Lit Lang Library
Lit Lang Library
Event Detail Information
Linguistics Seminar Series -- Rania Al-Sabbagh, Ph.D. candidate in Linguistics
In this work, I present Mumkin 1.0 ' the first version of my large-scale modality tagger for standard and Egyptian Arabic. (Mumkin is the Arabic word for 'possible'.) Modality is the grammaticalized expression of the subjective attitudes and opinions of the speaker including possibility, probability, necessity, obligation, permissibility, ability, desire, and contingency. With modality, it is possible, therefore, to use the user-generated Web content on social networks to identify the social values, beliefs and opinions of a given community.
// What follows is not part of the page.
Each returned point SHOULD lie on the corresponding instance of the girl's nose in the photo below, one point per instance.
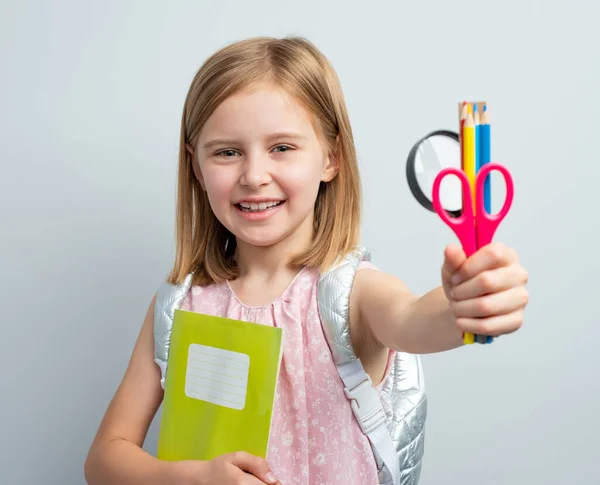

However, the automatic extraction of modality is challenging for a number of reasons. First, there is much theoretical controversy about the definition of modality, its semantic types and syntactic characteristics. Second, Arabic modality, in particular, is not expressed by a closed-set of auxiliaries but rather by a wide range of syntactic structures including auxiliaries, lexical verbs, nominals (both adjectives and nouns) as well as prepositional phrases. Third, given the morphologically-rich nature of Arabic, modals ' except for auxiliaries ' are inflected for gender, number, person, tense, aspect and mood. That is, the Arabic modality system is quite complex. Finally, some Arabic modals are semantically and/or syntactically ambiguous. Mumkin 1.0 efficiently operationalizes consensus modality definitions and characteristics to enable the automatic extraction of Arabic modalities from social-network user-generated content. It tackles six modality types, namely epistemic, evidential, deontic, dynamic, boulomaic and volition modality. It uses machine learning techniques and linguistically-defined features to resolve semantic and syntactic ambiguities simultaneously in both standard and Egyptian Arabic tweets. Mumkin 1.0 sets the state-of-the-art results for Arabic automatic modality taggers given that it is the first in the Arabic NLP repository.